Po miesiącach sporów z Komisją Europejską, Polska zaproponowała by limit emisji dwutlenku węgla, wytwarzanego w latach 2008-2012 przez polskie firmy wynosił 208,5 mln ton/rok. Komisja Europejska, która ma oficjalnie zatwierdzić proponowaną kwotę, cieszy się z takiego rozwiązania, gdyż jest ona niemal identyczna z tym, który ona sama wyznaczyła w 2007 roku. Jeszcze trzy lata temu nasz rząd chciał, aby polskie firmy dostały limity wyższe o prawie jedną trzecią i mogły emitować do atmosfery ponad 280 mln ton CO2. Obawiano się, że mniejsze limity zmuszą polskie firmy do dokupienia uprawnień na specjalnych aukcjach, co zwiększy koszty produkcji. Komisja odrzuciła jednak propozycje Polski, gdyż uznała je za nierealistyczne.

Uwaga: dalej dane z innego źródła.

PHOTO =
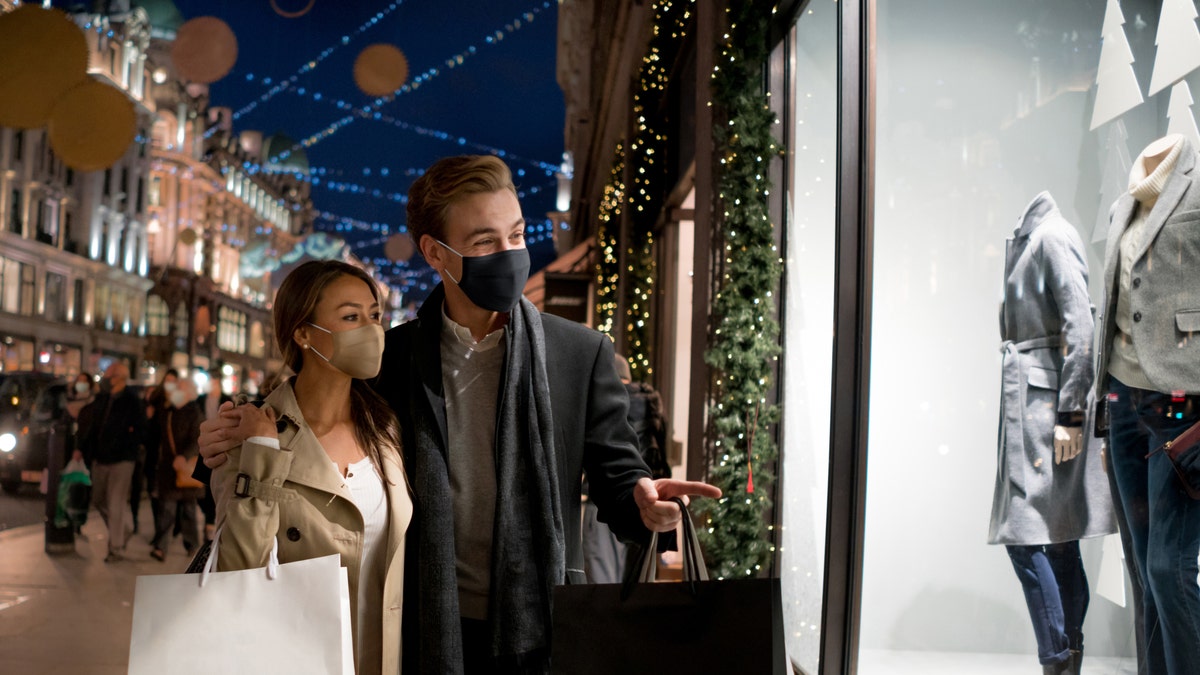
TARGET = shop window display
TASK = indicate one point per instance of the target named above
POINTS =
(991, 117)
(809, 131)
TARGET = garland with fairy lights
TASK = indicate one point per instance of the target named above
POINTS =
(609, 268)
(642, 203)
(743, 334)
(648, 150)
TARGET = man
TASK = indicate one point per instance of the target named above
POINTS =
(108, 441)
(605, 556)
(502, 410)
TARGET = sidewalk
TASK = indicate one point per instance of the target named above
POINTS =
(72, 614)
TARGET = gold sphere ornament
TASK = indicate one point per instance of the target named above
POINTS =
(204, 49)
(381, 70)
(42, 55)
(93, 125)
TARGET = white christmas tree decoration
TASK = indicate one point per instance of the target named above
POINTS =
(1116, 85)
(1180, 118)
(1179, 45)
(1115, 179)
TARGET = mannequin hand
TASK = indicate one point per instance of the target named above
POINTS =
(1068, 442)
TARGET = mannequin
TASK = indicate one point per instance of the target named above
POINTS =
(1149, 369)
(1049, 491)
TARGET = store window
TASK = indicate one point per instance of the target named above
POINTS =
(157, 316)
(102, 310)
(809, 129)
(15, 215)
(181, 323)
(27, 290)
(983, 136)
(55, 297)
(79, 312)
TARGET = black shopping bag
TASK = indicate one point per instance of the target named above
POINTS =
(695, 626)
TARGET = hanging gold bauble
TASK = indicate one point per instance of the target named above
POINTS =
(381, 70)
(91, 126)
(42, 55)
(204, 49)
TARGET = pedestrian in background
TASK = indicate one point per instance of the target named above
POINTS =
(210, 405)
(82, 392)
(109, 442)
(605, 556)
(179, 428)
(147, 471)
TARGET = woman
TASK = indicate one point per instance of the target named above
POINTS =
(179, 428)
(319, 471)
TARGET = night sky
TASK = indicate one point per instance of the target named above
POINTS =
(503, 96)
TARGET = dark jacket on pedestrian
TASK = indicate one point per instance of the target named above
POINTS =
(111, 428)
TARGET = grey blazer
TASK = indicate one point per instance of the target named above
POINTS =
(1165, 294)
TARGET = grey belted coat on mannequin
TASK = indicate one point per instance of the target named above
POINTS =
(1047, 328)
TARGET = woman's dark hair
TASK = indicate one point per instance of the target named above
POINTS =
(375, 423)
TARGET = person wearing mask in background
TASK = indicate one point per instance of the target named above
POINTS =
(209, 405)
(147, 470)
(79, 394)
(179, 428)
(319, 470)
(109, 444)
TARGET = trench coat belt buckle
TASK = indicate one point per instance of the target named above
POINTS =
(1043, 342)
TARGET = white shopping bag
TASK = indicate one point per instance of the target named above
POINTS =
(292, 617)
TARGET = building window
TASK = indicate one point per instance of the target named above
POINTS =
(55, 299)
(101, 312)
(81, 304)
(181, 321)
(9, 285)
(69, 238)
(231, 330)
(28, 285)
(15, 211)
(47, 223)
(157, 316)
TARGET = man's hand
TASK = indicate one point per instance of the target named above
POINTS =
(653, 499)
(1068, 442)
(221, 435)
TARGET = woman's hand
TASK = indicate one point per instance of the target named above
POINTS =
(231, 428)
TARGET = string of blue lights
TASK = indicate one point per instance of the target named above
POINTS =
(415, 83)
(312, 64)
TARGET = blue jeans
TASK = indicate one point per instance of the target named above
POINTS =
(1164, 523)
(1056, 593)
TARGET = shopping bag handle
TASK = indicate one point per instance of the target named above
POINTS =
(273, 562)
(694, 568)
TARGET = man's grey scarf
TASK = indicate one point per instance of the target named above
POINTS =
(528, 549)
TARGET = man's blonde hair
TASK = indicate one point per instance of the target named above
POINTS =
(447, 183)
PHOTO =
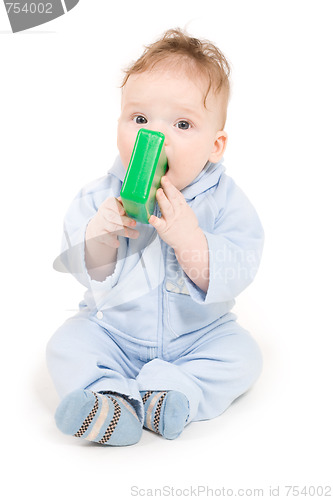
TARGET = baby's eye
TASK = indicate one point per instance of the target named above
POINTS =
(183, 125)
(140, 120)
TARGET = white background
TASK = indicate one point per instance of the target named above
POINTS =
(59, 104)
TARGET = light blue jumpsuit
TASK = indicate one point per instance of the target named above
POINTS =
(148, 326)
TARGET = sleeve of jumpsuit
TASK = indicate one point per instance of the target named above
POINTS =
(234, 243)
(82, 209)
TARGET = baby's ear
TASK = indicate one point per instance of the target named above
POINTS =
(219, 146)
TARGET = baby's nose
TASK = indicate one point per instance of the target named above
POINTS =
(163, 129)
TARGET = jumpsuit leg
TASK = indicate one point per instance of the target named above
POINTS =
(82, 355)
(212, 373)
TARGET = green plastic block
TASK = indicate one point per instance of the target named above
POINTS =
(147, 166)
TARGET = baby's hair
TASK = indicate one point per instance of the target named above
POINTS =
(203, 54)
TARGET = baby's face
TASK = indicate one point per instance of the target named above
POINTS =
(168, 101)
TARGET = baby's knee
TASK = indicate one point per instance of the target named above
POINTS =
(250, 359)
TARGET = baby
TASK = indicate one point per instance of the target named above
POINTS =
(155, 343)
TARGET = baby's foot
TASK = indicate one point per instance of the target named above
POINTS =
(104, 418)
(166, 412)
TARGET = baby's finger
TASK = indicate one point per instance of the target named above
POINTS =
(164, 204)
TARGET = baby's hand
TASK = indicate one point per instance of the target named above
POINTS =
(178, 222)
(110, 222)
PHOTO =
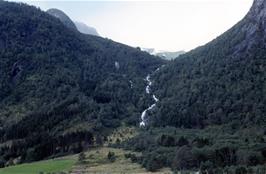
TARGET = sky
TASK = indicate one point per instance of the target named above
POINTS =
(171, 25)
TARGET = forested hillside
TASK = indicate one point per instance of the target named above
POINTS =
(219, 83)
(60, 90)
(211, 113)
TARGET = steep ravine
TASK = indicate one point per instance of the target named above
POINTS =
(144, 119)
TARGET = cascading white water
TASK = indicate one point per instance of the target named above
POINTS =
(143, 122)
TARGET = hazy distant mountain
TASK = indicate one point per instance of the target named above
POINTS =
(170, 55)
(56, 83)
(85, 29)
(62, 17)
(164, 54)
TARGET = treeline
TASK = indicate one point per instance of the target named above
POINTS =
(56, 82)
(210, 151)
(215, 84)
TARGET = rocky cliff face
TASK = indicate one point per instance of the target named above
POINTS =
(253, 27)
(62, 17)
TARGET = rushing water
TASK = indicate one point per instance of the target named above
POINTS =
(143, 122)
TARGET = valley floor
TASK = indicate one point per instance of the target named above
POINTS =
(96, 162)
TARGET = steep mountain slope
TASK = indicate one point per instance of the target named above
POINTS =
(85, 29)
(211, 114)
(62, 17)
(221, 82)
(170, 55)
(61, 90)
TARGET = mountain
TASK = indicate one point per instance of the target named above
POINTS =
(211, 114)
(85, 29)
(170, 55)
(60, 90)
(167, 55)
(62, 17)
(220, 82)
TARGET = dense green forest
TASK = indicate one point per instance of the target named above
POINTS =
(60, 90)
(211, 114)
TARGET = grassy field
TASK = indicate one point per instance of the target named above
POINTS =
(48, 166)
(97, 163)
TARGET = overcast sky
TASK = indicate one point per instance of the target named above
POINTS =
(163, 25)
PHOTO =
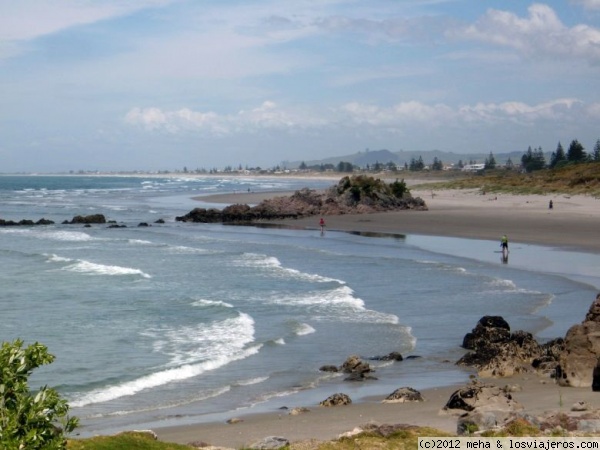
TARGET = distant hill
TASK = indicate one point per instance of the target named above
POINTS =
(370, 157)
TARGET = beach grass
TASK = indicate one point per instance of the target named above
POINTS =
(397, 440)
(124, 441)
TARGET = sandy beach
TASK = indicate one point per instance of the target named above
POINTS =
(571, 223)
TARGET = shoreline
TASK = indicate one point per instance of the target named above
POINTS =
(537, 394)
(571, 224)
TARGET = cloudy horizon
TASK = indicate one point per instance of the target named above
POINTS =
(166, 84)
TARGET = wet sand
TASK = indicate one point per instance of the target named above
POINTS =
(573, 222)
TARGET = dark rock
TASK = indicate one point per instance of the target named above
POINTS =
(270, 443)
(92, 218)
(403, 395)
(473, 421)
(489, 329)
(24, 222)
(356, 195)
(338, 399)
(394, 356)
(497, 352)
(483, 397)
(579, 358)
(354, 364)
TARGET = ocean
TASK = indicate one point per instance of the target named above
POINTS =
(177, 323)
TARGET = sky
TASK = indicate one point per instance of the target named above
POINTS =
(119, 85)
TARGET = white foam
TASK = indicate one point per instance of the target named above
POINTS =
(304, 329)
(87, 267)
(209, 347)
(204, 302)
(251, 381)
(271, 266)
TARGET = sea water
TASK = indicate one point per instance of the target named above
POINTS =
(176, 323)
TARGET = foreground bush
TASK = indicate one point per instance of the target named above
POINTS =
(29, 420)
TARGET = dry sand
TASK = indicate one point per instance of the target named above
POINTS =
(573, 222)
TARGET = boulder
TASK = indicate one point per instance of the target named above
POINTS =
(270, 443)
(352, 195)
(404, 394)
(354, 364)
(579, 357)
(338, 399)
(482, 397)
(92, 218)
(496, 352)
(393, 356)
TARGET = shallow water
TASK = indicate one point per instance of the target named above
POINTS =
(177, 323)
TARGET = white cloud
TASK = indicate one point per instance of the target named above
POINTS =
(540, 35)
(29, 19)
(588, 4)
(400, 117)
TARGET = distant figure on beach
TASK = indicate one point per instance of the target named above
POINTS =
(504, 246)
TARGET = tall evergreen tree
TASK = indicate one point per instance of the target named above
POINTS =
(557, 156)
(596, 154)
(576, 152)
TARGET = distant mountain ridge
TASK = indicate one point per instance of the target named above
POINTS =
(370, 157)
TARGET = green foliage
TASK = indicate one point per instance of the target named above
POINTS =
(416, 164)
(576, 152)
(533, 160)
(362, 186)
(437, 164)
(399, 188)
(596, 153)
(30, 420)
(557, 156)
(344, 166)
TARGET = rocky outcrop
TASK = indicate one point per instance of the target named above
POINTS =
(496, 352)
(86, 220)
(352, 195)
(481, 407)
(24, 222)
(270, 443)
(581, 351)
(338, 399)
(404, 395)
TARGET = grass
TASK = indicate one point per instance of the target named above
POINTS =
(124, 441)
(571, 179)
(399, 440)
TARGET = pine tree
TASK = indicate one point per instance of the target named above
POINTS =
(557, 156)
(576, 152)
(596, 154)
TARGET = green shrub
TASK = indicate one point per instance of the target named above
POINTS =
(30, 420)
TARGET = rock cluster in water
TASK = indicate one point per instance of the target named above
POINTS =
(352, 195)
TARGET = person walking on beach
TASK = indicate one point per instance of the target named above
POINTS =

Rząd niezadowolony z orzeczenia komisji zaskarżył ją do unijnego sądu w Luksemburgu i jesienią ubiegłego roku sprawę wygrał. Oznaczało to jednak, iż procedura wyznaczania kwoty musiała rozpocząć się od nowa. Warszawa była zmuszona przedstawić najnowsze dane gospodarcze, brane pod uwagę przy wyliczaniu darmowych uprawnień, a one były niekorzystne. Z powodu kryzysu spadło zużycie energii, bo gospodarka wyhamowała, a to oznaczało, że i limity darmowych uprawnień do emisji dwutlenku węgla na kolejne lata muszą być niższe. Polska propozycja zawiera możliwość uruchomienia o ok. 13 mln ton uprawnień do emisji na lata 2008-2012 więcej niż było to możliwe w latach ubiegłych. Rząd proponuje, by dodatkowa rezerwa była przeznaczona zwłaszcza na rozliczanie projektów budowy odnawialnych źródeł energii, w tym instalacji wykorzystania biogazu. Jest to zgodne z celami polityki klimatyczno-energetycznej UE, a także ma sprzyjać realizacji przepisów o eliminowaniu składowania bioodpadów.